Sioux Campbell has a long association with environmental education, promotion and sustainability initiatives stretching back to her early days as a journalist at the start of the 1980s.  Providing local coverage of the 245T and Think Big Programme issues in Taranaki was the beginning of a life-time commitment to engaging others in environmental protection.  Sioux's professional background as a reporter, feature writer, public relations practitioner, educationalist and regional manager brings a range of skills to the trust and mixes well in her current work as  both a senior conservation officer and environmental public relations consultant.  She is also a keen diver, open water swimmer, triathlete, kayaker and community participant.

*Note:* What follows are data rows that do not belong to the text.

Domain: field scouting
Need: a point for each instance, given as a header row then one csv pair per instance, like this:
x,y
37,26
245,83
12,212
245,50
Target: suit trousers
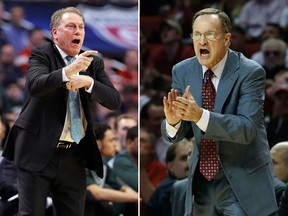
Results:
x,y
215,197
63,179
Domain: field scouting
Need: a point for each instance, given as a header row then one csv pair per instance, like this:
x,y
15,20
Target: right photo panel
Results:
x,y
213,108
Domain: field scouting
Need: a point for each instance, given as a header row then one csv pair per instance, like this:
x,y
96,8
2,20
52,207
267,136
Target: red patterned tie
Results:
x,y
209,164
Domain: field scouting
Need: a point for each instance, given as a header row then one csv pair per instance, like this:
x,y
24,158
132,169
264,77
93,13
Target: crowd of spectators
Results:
x,y
259,31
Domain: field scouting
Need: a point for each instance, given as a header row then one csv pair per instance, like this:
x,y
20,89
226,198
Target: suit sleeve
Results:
x,y
103,90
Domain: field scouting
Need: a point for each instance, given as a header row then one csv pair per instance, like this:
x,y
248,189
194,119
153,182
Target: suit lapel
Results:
x,y
228,78
195,76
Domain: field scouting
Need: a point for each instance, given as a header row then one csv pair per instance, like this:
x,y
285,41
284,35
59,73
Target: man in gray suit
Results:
x,y
238,180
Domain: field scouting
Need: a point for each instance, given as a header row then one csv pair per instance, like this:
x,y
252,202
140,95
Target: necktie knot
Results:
x,y
208,75
70,59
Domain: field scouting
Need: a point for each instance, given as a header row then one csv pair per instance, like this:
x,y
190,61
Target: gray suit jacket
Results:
x,y
237,125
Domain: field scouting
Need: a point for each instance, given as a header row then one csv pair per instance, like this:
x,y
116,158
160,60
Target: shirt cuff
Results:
x,y
204,120
172,130
89,90
64,77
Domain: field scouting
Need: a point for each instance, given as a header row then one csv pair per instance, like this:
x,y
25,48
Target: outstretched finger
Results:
x,y
89,52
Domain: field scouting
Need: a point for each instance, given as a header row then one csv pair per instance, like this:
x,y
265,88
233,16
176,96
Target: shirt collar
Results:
x,y
62,53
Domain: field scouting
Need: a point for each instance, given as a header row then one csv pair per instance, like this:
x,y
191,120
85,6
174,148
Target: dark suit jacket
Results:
x,y
237,125
35,134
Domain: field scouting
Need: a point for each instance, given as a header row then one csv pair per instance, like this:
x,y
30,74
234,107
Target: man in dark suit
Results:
x,y
49,158
226,114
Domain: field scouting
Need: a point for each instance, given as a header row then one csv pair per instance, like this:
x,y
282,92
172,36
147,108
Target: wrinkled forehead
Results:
x,y
207,22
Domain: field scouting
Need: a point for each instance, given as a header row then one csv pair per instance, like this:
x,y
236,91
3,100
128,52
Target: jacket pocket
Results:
x,y
27,125
262,160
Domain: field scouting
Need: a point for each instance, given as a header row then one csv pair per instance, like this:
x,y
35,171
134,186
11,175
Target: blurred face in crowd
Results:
x,y
147,149
7,54
132,147
270,32
107,145
69,33
156,115
279,164
210,49
169,34
179,167
124,124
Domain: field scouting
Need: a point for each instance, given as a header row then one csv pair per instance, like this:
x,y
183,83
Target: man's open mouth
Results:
x,y
76,41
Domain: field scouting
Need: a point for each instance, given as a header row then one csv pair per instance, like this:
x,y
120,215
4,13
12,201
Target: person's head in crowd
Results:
x,y
279,153
147,146
132,142
272,30
281,76
238,39
122,123
36,37
106,140
274,51
4,130
177,158
170,31
212,39
17,15
7,55
151,115
68,30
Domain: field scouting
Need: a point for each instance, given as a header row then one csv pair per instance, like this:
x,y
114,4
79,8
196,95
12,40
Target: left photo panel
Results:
x,y
69,108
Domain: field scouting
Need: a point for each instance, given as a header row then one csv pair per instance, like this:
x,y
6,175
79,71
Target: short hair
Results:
x,y
57,15
132,133
100,129
274,41
224,18
283,148
152,137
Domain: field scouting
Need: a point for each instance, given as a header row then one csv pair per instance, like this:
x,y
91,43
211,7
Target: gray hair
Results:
x,y
57,15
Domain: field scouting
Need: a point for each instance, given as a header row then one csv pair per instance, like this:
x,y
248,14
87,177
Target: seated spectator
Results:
x,y
177,164
178,194
121,125
279,153
17,30
271,30
36,38
126,162
255,14
274,51
238,40
108,196
283,208
152,172
278,126
172,49
11,72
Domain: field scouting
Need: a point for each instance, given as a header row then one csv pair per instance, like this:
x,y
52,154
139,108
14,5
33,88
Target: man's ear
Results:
x,y
99,143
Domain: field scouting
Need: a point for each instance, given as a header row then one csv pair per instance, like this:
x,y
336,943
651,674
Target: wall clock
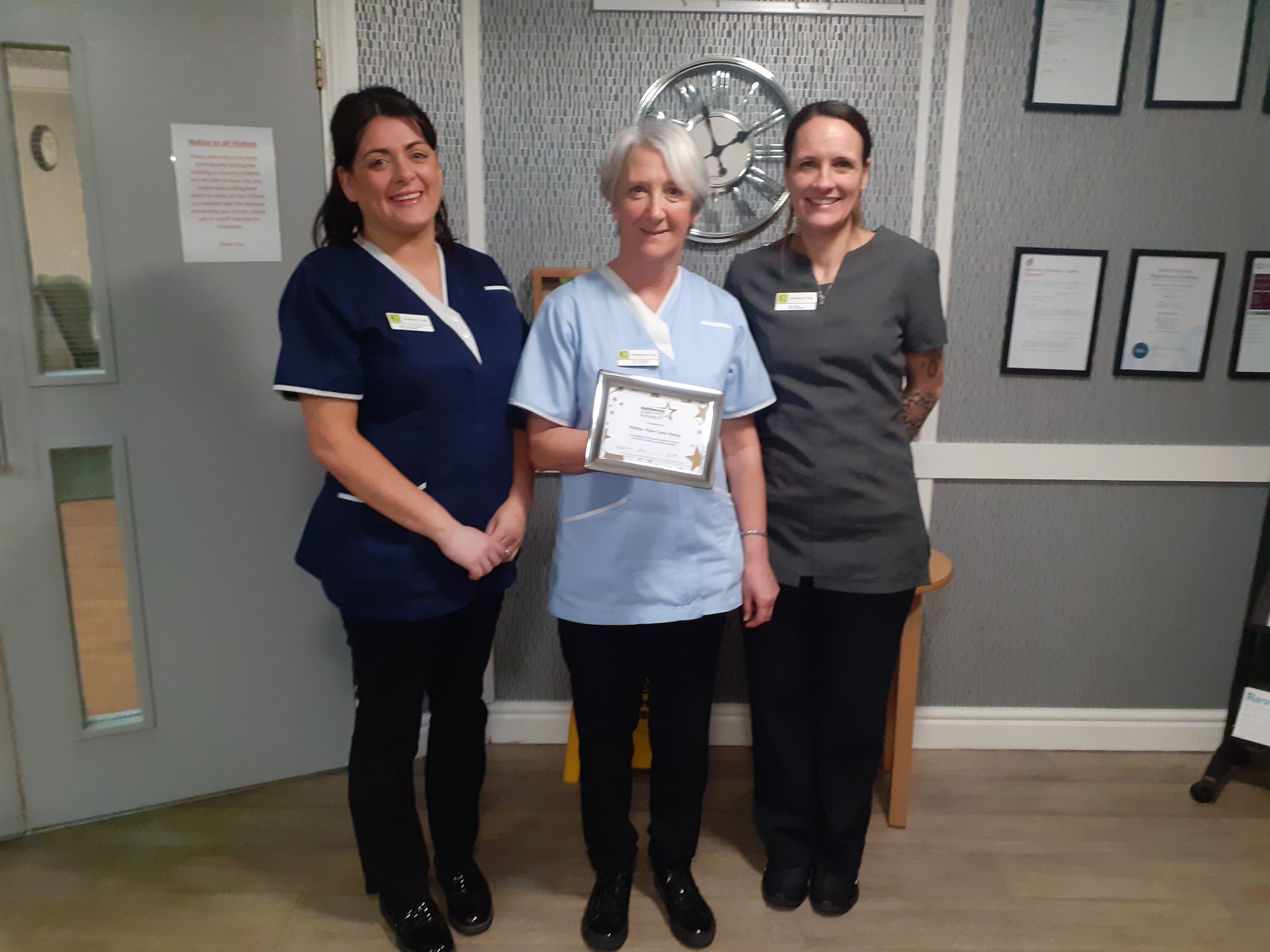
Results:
x,y
736,112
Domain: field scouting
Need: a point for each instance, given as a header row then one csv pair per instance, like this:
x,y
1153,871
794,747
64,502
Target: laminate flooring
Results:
x,y
1005,851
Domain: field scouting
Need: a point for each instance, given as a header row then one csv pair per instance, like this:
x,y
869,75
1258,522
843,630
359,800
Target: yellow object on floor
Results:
x,y
642,761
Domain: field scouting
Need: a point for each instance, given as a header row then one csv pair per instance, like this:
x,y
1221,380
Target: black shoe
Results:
x,y
468,900
417,922
785,888
831,894
691,919
604,925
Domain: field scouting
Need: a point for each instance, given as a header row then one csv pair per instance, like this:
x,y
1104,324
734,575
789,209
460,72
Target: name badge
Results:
x,y
641,359
796,301
409,322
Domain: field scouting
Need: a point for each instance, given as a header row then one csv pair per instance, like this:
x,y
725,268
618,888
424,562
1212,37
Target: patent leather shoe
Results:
x,y
691,919
605,923
417,923
785,888
832,894
468,902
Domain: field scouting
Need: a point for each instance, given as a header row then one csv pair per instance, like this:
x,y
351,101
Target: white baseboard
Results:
x,y
1067,729
938,728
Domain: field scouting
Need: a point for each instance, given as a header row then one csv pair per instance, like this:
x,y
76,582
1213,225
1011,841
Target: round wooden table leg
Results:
x,y
906,712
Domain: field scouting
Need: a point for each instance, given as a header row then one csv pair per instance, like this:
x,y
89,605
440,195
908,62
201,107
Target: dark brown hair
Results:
x,y
834,110
340,221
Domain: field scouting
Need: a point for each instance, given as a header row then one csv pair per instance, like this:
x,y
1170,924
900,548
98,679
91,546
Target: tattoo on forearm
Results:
x,y
917,407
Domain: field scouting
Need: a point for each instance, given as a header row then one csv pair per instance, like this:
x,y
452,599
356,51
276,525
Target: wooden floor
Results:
x,y
1004,851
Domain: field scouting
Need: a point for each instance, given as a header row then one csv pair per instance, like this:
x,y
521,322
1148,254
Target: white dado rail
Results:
x,y
1092,462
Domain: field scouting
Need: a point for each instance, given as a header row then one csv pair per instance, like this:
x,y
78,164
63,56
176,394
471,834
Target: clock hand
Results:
x,y
717,152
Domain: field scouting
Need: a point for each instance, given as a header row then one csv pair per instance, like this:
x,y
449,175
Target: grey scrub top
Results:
x,y
841,494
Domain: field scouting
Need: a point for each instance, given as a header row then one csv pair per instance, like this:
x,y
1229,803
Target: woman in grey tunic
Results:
x,y
850,327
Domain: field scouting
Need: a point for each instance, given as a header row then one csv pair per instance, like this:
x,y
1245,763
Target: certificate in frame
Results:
x,y
1051,334
1080,56
1253,322
1193,53
1170,304
654,430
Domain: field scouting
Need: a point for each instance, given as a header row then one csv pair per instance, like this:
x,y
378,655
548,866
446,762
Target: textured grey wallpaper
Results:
x,y
1089,594
1188,180
417,47
561,79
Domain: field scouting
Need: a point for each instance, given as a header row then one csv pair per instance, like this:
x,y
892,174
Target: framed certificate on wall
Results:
x,y
1199,53
1250,355
1080,56
1055,300
1169,308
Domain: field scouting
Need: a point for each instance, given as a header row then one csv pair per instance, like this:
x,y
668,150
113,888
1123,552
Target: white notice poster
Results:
x,y
1201,51
1254,343
1056,303
1080,53
1253,723
226,193
1168,319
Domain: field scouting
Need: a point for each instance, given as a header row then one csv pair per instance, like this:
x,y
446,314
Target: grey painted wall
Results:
x,y
1066,594
1187,180
562,79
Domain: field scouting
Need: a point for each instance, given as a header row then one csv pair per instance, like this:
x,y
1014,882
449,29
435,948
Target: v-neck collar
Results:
x,y
652,322
440,306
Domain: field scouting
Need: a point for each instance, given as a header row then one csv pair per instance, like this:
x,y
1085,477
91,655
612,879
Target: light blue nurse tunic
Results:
x,y
636,551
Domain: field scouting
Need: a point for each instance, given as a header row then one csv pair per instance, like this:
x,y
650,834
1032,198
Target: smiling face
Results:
x,y
395,178
826,174
653,214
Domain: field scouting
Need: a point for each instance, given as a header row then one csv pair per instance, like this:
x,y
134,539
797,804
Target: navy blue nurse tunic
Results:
x,y
352,329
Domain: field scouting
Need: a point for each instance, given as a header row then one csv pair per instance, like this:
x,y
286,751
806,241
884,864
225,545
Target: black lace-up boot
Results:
x,y
604,925
691,919
468,900
416,921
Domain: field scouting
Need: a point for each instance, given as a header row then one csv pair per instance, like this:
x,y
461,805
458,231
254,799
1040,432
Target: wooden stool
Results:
x,y
902,710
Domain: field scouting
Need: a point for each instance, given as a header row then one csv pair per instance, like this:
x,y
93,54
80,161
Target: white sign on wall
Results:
x,y
226,193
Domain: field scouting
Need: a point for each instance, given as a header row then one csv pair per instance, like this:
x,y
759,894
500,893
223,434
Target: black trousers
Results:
x,y
820,680
395,664
608,667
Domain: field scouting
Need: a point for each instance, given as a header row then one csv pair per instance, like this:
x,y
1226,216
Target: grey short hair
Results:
x,y
677,149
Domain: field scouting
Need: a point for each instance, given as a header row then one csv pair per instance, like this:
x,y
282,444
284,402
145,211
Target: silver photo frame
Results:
x,y
654,430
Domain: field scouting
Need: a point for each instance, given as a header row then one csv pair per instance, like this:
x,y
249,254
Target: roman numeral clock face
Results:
x,y
736,113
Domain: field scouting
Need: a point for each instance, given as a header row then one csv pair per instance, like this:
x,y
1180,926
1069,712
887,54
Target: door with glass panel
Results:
x,y
158,641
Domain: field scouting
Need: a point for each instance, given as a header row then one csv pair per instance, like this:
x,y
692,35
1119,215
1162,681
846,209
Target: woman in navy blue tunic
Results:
x,y
401,346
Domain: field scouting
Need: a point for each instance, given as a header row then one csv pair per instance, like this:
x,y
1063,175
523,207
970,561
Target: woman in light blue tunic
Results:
x,y
646,572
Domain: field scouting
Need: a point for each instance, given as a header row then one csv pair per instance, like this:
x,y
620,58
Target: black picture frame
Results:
x,y
1152,103
1006,370
1138,253
1245,290
1029,102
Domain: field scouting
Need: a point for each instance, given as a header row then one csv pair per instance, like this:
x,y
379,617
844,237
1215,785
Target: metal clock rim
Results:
x,y
660,85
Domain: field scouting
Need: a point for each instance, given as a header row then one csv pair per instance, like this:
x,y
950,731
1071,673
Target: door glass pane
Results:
x,y
97,581
53,195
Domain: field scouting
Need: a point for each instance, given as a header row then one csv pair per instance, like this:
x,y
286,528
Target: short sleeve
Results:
x,y
548,376
924,311
749,388
321,355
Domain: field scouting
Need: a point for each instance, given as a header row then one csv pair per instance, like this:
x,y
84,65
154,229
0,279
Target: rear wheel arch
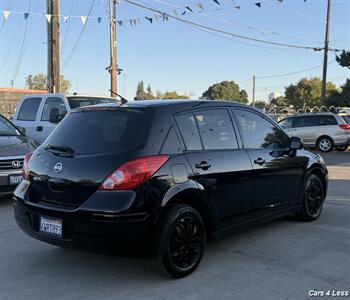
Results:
x,y
195,201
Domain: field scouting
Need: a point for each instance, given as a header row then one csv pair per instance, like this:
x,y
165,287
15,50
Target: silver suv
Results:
x,y
323,130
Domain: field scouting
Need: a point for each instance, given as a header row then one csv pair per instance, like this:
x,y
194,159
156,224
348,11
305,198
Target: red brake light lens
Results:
x,y
133,173
25,165
345,126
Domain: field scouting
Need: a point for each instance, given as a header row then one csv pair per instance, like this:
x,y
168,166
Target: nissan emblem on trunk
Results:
x,y
16,164
57,168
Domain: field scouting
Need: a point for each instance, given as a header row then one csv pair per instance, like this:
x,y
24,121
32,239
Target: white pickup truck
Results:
x,y
39,114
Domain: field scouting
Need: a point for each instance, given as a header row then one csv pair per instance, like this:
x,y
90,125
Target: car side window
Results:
x,y
189,131
328,120
29,109
259,133
216,129
286,123
306,121
50,103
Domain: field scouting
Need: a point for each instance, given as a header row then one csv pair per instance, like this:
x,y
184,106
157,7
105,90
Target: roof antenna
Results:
x,y
123,100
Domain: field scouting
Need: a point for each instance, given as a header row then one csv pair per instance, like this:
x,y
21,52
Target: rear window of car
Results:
x,y
102,131
29,109
76,102
328,120
346,119
306,121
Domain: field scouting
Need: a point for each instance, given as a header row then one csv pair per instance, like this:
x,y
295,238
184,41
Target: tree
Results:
x,y
344,59
140,91
39,82
226,90
342,98
171,95
307,92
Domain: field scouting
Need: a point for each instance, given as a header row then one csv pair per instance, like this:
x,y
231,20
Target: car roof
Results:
x,y
173,103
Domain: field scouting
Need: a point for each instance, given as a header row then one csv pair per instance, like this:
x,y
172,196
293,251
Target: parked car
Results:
x,y
161,178
40,114
13,146
322,130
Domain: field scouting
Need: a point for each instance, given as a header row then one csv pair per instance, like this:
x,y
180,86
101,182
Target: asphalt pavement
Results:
x,y
285,259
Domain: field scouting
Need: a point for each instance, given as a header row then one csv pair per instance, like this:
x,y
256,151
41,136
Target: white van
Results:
x,y
39,114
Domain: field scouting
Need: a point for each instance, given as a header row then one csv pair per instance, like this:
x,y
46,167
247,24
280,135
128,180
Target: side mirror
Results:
x,y
295,143
22,130
54,116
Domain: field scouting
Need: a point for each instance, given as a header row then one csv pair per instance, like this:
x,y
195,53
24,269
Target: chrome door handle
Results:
x,y
259,161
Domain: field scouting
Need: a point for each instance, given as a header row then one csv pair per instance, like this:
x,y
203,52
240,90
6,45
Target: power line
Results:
x,y
234,23
68,25
22,46
79,37
292,73
226,32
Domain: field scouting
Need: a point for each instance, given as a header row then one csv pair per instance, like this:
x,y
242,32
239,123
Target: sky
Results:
x,y
172,55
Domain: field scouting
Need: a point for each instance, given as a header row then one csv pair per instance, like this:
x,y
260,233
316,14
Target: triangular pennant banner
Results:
x,y
149,19
6,14
200,5
48,18
83,19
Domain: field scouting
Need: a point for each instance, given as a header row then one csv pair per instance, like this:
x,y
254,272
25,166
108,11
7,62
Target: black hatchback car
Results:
x,y
161,178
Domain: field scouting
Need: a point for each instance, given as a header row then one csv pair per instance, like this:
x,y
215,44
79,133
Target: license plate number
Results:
x,y
51,226
14,180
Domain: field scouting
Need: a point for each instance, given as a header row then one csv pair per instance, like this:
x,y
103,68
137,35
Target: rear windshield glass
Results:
x,y
101,131
346,119
76,102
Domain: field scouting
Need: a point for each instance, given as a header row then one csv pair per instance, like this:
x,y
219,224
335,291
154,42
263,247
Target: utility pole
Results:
x,y
253,91
113,46
53,47
325,56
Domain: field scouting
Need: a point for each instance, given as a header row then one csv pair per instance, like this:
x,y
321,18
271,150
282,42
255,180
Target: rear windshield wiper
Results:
x,y
62,148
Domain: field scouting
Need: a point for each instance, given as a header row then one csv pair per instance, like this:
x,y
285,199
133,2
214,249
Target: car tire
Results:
x,y
341,149
313,198
325,144
182,241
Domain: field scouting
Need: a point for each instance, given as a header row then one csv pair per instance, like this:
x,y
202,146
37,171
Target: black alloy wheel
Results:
x,y
182,241
313,198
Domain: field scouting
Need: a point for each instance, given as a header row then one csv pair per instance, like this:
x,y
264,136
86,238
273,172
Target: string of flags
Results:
x,y
195,8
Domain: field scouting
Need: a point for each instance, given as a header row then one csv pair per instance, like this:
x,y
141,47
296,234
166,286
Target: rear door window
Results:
x,y
189,131
102,131
216,129
306,121
29,109
327,120
51,103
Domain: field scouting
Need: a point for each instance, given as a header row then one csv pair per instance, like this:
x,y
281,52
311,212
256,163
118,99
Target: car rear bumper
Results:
x,y
6,188
120,233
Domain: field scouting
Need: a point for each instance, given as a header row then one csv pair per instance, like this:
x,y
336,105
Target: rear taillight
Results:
x,y
345,126
25,165
133,173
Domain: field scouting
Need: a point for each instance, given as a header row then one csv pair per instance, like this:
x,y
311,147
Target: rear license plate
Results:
x,y
15,179
51,226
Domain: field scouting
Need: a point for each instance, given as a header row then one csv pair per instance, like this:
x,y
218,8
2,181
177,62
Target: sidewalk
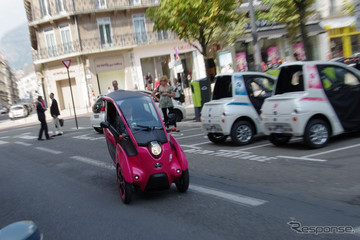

Nicki Wakefield (Ngapuhi, Ngai Tahu, Te Arawa) holds a Bachelor of Science degree from the University of Waikato. Throughout her study, which ranged widely from marine and terrestrial ecology to study of the Resource Management Act, Nicki gained many skills. Since completing her degree in 2007 Nicki has undertaken genetic research on plant and animal species endemic to New Zealand (Giant Wire Rush and the Auckland Tree Weta) and began learning the EMR programme and it's kaupapa in 2008. Nicki is a Programme Coordinator in Northland and is currently focussed onthe developemnt of our native plant nurseries in Whangarei.





Dr Roger Grace is a well known marine biologist and professional photographer. Roger is an active campaigner for marine conservation in New Zealand and internationally. He has played a role in many of New Zealand’s marine reserve campaigns and is a frequent contributor of articles on marine conservation to popular magazines. Roger was involved as a supporter and biologist for the Great Barrier, Tiritiri and Mimiwhangata marine conservation projects. Roger is a regular contract photographer on the Greenpeace vessel "Rainbow Warrior".  He received the Queen's Service Medal for public service in 2005. Roger is a PADI rescue diver and OSH certified for scientific, photographic and tourism diving.